Mr Coveney said Fine Gael had more scope to gain seats in the Munster region than in the greater Dublin area and wanted the party to be in a “position to form a government that commands a majority”.

The Fine Gael deputy leader praised Fianna Fáil for extending the confidence-and-supply deal until 2020, which “allows us to plan now without looking over our shoulder all the time for the potential triggering of a general election”.

In a briefing for journalists, Mr Coveney said the local and European elections next spring would be important for Fine Gael, which currently has four seats in the European Parliament.

He said the party should aim “to hold what we have in the European Parliament but we want to make significant gains in terms of local elections and we want to be the biggest party in the country, locally as well as nationally”.

Fianna Fáil outpolled Fine Gael at the last local elections in 2014, which took place against the backdrop of the economic crisis. The next council elections would be held in a different “political atmosphere”, he said.

Springboard

“What we want is a successful local election that can be a springboard then for gains in a general election.
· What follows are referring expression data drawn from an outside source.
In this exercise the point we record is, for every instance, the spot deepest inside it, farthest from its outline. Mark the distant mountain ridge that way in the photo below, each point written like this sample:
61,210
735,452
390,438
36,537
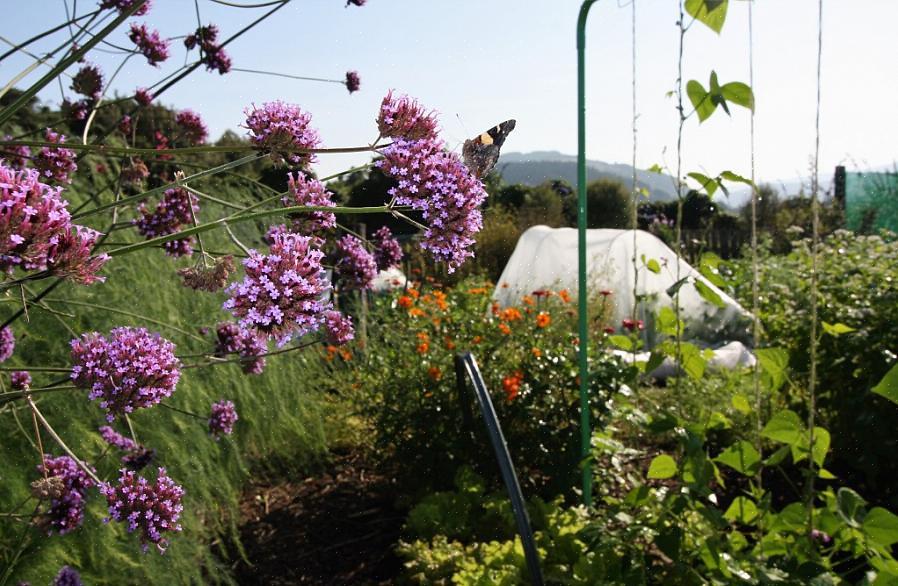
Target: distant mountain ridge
536,167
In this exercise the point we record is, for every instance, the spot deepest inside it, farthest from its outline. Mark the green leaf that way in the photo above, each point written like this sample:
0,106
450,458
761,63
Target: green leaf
708,294
785,427
739,94
741,457
711,13
701,100
662,467
881,526
742,510
837,329
888,386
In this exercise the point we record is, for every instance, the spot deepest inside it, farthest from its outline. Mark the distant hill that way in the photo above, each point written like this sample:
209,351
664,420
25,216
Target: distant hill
534,168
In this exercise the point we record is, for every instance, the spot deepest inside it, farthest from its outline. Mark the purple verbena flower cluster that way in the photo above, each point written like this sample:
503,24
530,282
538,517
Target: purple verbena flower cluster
278,128
152,509
193,129
355,265
67,508
20,380
129,369
88,82
171,213
56,163
222,418
7,343
280,295
353,82
123,5
387,251
232,339
149,43
437,183
338,328
67,577
403,117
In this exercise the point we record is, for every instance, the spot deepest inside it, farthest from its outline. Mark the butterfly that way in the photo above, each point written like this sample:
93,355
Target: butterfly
481,153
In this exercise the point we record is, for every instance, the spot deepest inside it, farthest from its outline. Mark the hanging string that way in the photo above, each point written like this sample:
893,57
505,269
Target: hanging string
815,249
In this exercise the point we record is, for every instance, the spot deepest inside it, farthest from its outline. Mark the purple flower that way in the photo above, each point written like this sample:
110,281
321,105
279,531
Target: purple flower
70,255
356,266
232,339
67,576
172,212
149,43
117,440
7,343
403,117
352,81
306,191
152,509
338,328
66,508
56,162
15,156
143,96
193,130
278,128
222,419
438,184
280,295
123,5
20,380
387,251
129,369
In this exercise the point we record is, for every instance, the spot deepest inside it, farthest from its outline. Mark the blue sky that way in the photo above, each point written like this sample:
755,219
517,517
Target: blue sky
480,62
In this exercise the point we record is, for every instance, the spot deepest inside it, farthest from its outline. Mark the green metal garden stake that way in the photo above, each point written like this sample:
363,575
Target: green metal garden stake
585,428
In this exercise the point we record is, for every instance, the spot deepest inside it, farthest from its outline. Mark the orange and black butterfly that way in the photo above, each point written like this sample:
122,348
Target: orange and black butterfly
481,153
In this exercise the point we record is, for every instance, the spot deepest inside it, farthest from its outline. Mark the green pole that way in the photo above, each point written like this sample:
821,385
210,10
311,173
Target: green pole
582,294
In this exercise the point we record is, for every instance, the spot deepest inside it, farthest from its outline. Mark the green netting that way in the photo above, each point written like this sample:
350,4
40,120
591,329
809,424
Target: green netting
871,201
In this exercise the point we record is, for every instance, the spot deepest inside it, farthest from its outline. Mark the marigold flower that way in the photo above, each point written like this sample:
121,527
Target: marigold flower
152,509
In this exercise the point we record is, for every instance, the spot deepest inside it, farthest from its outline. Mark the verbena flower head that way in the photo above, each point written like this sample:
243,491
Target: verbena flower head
278,127
149,43
129,369
88,82
338,328
123,5
7,343
387,251
438,184
353,82
14,156
20,380
70,255
32,215
280,295
152,509
67,577
171,213
355,265
232,339
55,163
66,507
403,117
306,191
193,130
222,418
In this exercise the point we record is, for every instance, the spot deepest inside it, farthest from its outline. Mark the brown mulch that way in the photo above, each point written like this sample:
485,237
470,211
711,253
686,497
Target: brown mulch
336,527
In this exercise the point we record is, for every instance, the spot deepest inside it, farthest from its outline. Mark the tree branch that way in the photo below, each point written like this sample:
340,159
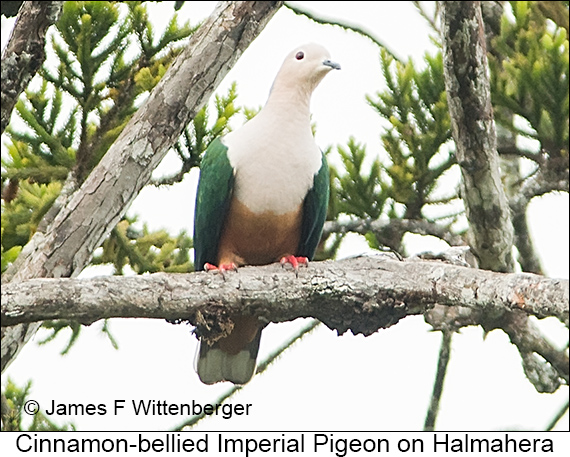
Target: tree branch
25,52
443,361
360,294
469,99
91,213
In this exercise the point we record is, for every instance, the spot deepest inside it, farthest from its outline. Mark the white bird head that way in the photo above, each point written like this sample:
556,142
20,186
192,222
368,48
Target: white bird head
303,69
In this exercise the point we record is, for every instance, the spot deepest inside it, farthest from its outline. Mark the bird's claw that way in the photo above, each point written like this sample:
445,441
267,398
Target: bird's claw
294,262
222,268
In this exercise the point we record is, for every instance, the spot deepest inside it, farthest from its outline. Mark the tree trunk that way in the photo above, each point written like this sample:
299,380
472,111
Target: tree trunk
469,97
67,244
25,52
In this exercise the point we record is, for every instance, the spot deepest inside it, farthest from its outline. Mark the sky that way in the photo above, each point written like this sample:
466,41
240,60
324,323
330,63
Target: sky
326,382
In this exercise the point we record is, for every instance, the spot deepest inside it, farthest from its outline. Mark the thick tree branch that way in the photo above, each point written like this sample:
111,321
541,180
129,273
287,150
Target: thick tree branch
25,52
469,97
362,294
91,213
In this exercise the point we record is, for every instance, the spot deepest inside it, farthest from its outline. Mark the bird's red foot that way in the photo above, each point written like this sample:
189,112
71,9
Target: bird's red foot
294,262
222,268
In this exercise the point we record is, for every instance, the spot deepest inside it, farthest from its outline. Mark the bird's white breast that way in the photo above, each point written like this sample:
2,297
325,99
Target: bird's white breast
274,164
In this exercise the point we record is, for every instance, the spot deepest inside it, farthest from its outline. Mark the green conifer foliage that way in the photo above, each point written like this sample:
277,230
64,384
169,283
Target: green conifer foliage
529,77
103,59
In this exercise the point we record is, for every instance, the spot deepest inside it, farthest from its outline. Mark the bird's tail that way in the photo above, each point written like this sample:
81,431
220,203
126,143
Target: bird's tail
226,360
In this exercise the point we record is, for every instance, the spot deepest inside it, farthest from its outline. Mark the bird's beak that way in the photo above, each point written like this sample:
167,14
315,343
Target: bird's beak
333,65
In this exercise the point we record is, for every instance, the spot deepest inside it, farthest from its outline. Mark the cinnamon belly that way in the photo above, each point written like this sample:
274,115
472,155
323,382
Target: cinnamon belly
250,238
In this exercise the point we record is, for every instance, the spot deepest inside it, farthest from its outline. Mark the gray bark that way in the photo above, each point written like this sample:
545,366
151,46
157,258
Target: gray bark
88,216
469,97
360,294
25,52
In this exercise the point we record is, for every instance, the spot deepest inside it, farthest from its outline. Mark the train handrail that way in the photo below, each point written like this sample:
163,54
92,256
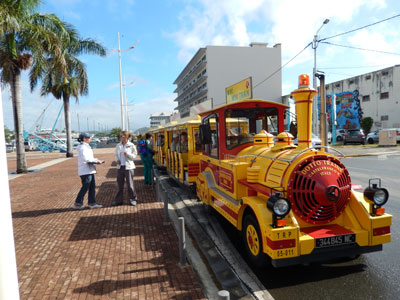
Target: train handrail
235,157
320,146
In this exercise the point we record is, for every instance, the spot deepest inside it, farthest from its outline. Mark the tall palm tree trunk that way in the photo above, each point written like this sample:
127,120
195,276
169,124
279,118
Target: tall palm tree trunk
68,126
16,95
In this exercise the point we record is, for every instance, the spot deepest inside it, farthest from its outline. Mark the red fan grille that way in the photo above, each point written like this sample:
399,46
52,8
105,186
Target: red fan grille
319,189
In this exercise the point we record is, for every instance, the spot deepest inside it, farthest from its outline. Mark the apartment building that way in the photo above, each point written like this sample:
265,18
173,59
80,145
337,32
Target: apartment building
379,95
159,119
214,68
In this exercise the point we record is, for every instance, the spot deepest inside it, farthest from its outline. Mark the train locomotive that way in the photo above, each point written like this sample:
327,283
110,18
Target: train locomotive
291,203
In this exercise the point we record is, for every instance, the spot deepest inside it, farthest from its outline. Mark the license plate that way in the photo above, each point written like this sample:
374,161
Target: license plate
335,240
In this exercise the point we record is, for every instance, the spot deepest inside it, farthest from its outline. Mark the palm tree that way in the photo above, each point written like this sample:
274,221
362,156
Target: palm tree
69,79
26,37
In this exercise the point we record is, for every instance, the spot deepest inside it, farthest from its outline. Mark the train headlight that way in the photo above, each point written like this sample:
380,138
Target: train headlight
280,207
376,196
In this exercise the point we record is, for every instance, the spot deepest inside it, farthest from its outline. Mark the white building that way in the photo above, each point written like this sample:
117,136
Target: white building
379,94
214,68
159,119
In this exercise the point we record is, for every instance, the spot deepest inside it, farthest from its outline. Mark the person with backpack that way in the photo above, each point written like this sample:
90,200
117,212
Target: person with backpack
146,155
125,152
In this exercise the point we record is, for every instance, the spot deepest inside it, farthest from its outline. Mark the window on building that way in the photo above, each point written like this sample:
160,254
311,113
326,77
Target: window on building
366,98
385,95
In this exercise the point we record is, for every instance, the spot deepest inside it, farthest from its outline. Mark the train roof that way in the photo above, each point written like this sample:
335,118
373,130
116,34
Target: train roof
242,104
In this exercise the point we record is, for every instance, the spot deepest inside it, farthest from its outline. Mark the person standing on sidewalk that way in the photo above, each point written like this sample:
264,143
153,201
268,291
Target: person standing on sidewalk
146,155
125,153
86,170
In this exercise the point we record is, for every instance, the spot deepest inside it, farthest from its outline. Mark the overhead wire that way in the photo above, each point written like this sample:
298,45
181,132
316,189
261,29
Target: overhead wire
353,30
324,39
279,69
358,48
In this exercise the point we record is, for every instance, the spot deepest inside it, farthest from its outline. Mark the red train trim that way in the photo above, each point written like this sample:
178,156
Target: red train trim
225,208
278,245
326,231
381,230
256,187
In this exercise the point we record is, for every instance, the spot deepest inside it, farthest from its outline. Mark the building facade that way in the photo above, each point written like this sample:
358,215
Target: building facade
214,68
158,119
379,95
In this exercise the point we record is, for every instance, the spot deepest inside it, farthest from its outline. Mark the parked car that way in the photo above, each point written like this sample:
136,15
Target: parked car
373,137
397,133
315,140
339,134
356,136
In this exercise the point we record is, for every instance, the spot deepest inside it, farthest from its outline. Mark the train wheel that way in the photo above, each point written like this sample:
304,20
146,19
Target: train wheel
253,242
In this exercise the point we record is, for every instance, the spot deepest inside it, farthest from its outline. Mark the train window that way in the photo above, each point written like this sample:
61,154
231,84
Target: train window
242,124
197,141
209,136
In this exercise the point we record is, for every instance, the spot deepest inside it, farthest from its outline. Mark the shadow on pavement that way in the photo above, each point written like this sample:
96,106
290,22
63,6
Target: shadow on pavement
38,213
121,225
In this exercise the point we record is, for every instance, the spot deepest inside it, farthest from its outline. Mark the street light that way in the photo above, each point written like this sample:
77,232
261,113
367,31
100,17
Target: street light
315,104
126,103
120,77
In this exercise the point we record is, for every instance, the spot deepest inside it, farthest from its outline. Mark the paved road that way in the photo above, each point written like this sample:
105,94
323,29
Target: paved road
371,276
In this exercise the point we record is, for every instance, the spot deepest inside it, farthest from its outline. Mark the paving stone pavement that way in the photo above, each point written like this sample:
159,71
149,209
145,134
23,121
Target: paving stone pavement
121,252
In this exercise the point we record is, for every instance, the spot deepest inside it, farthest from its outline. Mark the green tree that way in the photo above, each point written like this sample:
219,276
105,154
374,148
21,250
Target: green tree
26,37
366,124
67,78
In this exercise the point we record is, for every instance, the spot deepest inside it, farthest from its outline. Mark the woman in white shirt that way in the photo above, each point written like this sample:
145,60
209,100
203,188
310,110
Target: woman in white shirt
125,153
86,170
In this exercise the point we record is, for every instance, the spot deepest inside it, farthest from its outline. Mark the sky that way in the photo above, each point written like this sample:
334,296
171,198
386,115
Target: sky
167,33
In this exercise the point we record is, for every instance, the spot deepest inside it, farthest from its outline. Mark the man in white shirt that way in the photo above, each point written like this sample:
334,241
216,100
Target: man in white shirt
125,152
86,170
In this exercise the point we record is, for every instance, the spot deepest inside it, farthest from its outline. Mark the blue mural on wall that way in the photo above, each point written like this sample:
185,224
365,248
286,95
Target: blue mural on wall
348,110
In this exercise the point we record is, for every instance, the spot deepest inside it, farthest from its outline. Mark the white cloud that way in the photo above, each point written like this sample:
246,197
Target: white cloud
291,23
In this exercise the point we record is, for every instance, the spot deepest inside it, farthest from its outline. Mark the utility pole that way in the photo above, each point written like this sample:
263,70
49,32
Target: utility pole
315,102
120,78
322,114
8,264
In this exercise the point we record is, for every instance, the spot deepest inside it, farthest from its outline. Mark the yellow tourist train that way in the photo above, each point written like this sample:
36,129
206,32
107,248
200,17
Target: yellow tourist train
292,203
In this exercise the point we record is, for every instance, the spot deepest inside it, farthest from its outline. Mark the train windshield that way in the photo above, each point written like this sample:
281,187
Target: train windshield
242,124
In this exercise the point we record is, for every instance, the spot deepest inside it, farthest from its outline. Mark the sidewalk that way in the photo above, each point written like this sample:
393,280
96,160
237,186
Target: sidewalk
121,252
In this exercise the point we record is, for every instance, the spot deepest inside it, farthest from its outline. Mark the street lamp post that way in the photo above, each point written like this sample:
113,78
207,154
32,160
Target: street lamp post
120,78
315,104
126,103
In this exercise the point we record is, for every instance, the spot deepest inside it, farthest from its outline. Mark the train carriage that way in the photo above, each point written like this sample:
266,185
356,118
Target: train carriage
183,157
292,204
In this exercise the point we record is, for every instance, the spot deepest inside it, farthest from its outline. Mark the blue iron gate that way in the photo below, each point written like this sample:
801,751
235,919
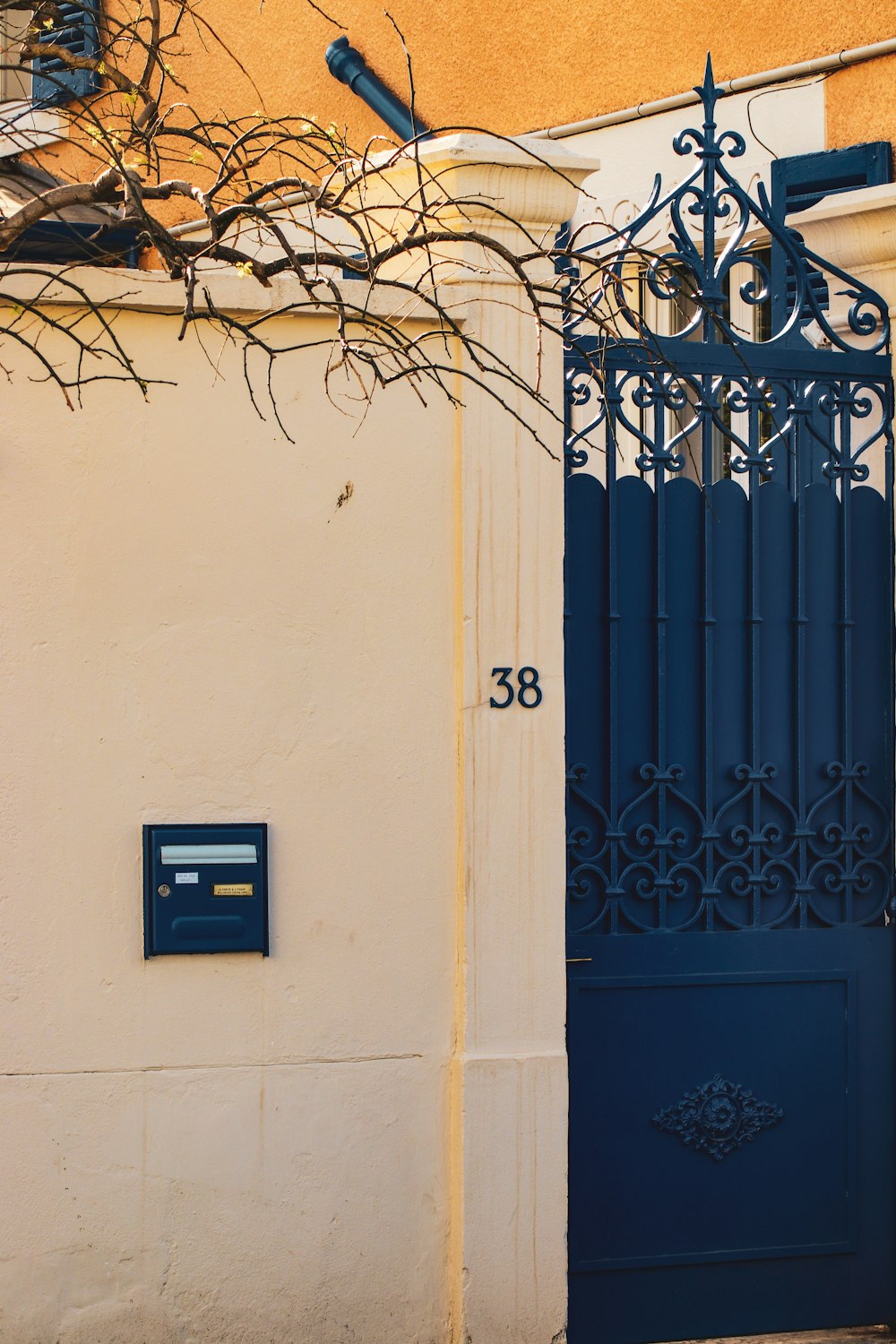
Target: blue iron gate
729,744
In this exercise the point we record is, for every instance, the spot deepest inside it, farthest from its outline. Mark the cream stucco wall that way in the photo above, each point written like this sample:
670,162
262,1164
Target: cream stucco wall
215,1148
363,1137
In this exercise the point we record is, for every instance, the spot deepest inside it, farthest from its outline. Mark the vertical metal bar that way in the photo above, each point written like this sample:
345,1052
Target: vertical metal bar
754,545
661,430
799,473
887,398
707,481
613,642
847,642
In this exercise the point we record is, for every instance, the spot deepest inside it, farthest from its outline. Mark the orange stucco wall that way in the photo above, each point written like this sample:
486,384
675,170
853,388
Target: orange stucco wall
516,66
519,66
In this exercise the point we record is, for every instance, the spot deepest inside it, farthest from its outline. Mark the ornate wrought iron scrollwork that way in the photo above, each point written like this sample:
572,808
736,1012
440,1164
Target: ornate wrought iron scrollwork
754,863
796,835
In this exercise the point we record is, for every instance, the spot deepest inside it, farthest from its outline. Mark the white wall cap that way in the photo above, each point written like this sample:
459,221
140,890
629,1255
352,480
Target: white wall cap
853,228
478,148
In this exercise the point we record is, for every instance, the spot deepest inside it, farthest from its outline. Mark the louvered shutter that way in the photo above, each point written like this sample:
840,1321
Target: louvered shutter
78,32
802,180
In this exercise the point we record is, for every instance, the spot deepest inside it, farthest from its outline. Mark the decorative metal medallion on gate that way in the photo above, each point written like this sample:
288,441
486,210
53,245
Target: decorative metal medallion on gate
729,497
718,1117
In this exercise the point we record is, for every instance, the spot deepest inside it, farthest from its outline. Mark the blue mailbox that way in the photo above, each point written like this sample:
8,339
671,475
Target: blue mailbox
204,889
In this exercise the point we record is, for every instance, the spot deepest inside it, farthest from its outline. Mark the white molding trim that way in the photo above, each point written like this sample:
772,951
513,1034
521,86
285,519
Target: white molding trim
24,126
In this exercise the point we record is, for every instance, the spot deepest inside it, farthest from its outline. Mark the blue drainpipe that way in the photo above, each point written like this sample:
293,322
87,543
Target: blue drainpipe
349,66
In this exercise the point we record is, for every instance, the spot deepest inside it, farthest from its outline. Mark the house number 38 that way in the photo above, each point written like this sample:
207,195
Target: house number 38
528,694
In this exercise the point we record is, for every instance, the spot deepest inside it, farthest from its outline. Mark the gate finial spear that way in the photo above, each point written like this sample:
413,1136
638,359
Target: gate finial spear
708,90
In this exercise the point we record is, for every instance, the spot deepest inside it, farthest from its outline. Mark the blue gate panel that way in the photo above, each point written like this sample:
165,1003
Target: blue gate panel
735,1164
729,781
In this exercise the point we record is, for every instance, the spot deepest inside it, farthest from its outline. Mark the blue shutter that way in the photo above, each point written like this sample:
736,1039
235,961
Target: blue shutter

Fine Gael is intent on winning well above 60 seats in the Dáil the next time around. I think we need to do that to be in a strong position to form a government that can command a majority.”

Fine Gael won 50 seats at the last general election but can count on the support of only 49 in the Dáil due to Louth TD Peter Fitzpatrick resigning the party whip.

Mr Coveney listed off Cork South West, Cork North West, Cork East and Cork South Central as constituencies where the party can potentially gain seats.

He said coalition between Fine Gael and Fianna Fáil was unlikely, and ruled out an alliance with Sinn Féin.

“I think you are more likely to see, hopefully, a strong Fine Gael coming out of the next election, looking to build a partnership and an alliance with other parties where we share agendas and that we want to complete together.

“Certainly I’d like to be part of that. It is no secret, by the way, that before the last government was formed I would have been a very strong advocate for a very strong rainbow coalition with parties like the Labour Party and the Greens as part of that. It didn’t happen. Who knows, maybe it will happen after the next election.

“I wouldn’t take any of the other parties for granted, this will be a matter for parties to decide their priorities, what they want after the next election and we will have to see what the numbers dictate.

“We will have to wait and see where entities like the Independent Alliance, where the Green Party is, where the Labour Party is. And, of course, they have to be open to it too. That is a discussion that we have post the election when we see the arithmetic of the new Dáil. I hope we will be in a position to form a government that commands a majority so that we can continue to build a stronger, fairer, economy and society.”